Impact of Feedback and Retry Strategies
Enabling test feedback and a retry loop (R=2) yields dramatic improvements: stronger models see up to a 12x increase in turns completed (GLM-5: 57.0 turns with detailed feedback and OpenCode harness). The gain is largest for detailed assertion-level feedback, which is rarely available in practice. Scaling retry attempts up to 10 continues to yield improvement but plateaus after 3–5 attempts.
Harness Influence and Agent Infrastructure
Agent harness effects are substantial: OpenCode is consistently the most performant, while OpenHands is the lowest, with up to a 6x difference in completed turns across harnesses for the same model. Provider harnesses do not robustly correlate with better performance. Infrastructure errors (tool misuse, self-kill via pkill, stuck loops) manifest increasingly as higher retry budgets are allowed, emerging as a fundamental bottleneck alongside model limitations.

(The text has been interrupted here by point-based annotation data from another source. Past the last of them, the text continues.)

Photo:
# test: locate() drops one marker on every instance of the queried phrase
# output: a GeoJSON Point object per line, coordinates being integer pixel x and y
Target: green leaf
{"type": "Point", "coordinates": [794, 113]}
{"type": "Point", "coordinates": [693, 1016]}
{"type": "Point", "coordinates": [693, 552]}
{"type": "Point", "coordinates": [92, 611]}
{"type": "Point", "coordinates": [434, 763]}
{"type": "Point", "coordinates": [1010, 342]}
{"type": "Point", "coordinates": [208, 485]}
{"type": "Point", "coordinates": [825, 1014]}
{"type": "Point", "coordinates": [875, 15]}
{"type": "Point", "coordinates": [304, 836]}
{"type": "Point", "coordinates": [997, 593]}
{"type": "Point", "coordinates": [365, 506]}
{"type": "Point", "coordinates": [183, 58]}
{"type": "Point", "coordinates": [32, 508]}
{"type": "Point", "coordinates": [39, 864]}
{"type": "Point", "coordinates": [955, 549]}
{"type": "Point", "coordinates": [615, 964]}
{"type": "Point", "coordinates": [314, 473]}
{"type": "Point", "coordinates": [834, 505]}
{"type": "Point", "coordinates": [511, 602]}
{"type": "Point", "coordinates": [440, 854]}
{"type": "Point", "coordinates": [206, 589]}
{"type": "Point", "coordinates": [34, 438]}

Language and Sampling Strategy Effects
Implementation language trends non-significantly but positively for JavaScript on GLM-5 and Kimi K2.5; Rust performance is lower, reflecting disparities in model pretraining coverage. LLM-driven and programmatic scenario/transition sampling exhibit similar failure modes and task difficulty.

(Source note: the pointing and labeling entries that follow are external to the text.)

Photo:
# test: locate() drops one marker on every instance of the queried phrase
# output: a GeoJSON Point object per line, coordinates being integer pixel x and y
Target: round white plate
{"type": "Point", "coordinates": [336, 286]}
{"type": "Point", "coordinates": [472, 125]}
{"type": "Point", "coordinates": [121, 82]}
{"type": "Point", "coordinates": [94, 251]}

Failure Taxonomy and Context Compression Pathology
Detailed failure analysis classifies errors into missing features, validation errors, cascade deletion bugs, improper renames, regressions, hallucinated features, endpoint mismatches, type and default value mishandling, server crashes, stuck loops, agent suicide, and invalid tool calls. As session length increases, agents exhibit context compression failures, often disregarding critical instructions, hallucinating unrequested changes, and breaking previously functional components. Infrastructure failures (e.g., harness process kill) dominate at extended retry allocations.
Theoretical and Practical Implications
StaminaBench demonstrates that multi-turn performance is a fundamentally distinct capability from single-task proficiency; no current agent is able to sustain correctness for even modestly long sessions. The benchmark underscores the need for research in:
- Reliable context management and repeated instruction retention
- Robust harness development and error recovery
- Model architectures tailored for iterative, compounding codebase modifications
- Scalable language-agnostic evaluation and black-box test automation
From a practical standpoint, industry-grade coding assistants remain profoundly limited in real iterative workflows, especially when detailed test feedback is unavailable. The benchmark quantitatively reframes expectations for agent adoption in production-level software engineering.
Future Directions
StaminaBench’s modular framework is extensible to other domains with procedurally generable interfaces, enabling comparative longitudinal studies of agentic stamina across complex tasks. As model and harness development advances, StaminaBench will serve as a critical diagnostic layer to separate compositional, context-adaptive reasoning (and infrastructure reliability) from mere code generation proficiency. The potential for hybrid agent architectures, improved memory mechanisms, and active state tracking are key research frontiers. Closed-source comparisons are currently hampered by API costs but would be informative for wider benchmarking.
Conclusion
StaminaBench establishes a novel lens for stress-testing coding agent reliability in realistic, multi-turn settings. Agents demonstrate rapid degradation amidst iterative complexity, with performance contingent on feedback, harness quality, and infrastructure robustness. The benchmark, released for community use, is positioned as an essential tool for advancing agentic software engineering research and bridging the gap between static task benchmarks and longitudinal, session-based workflows (2606.19613).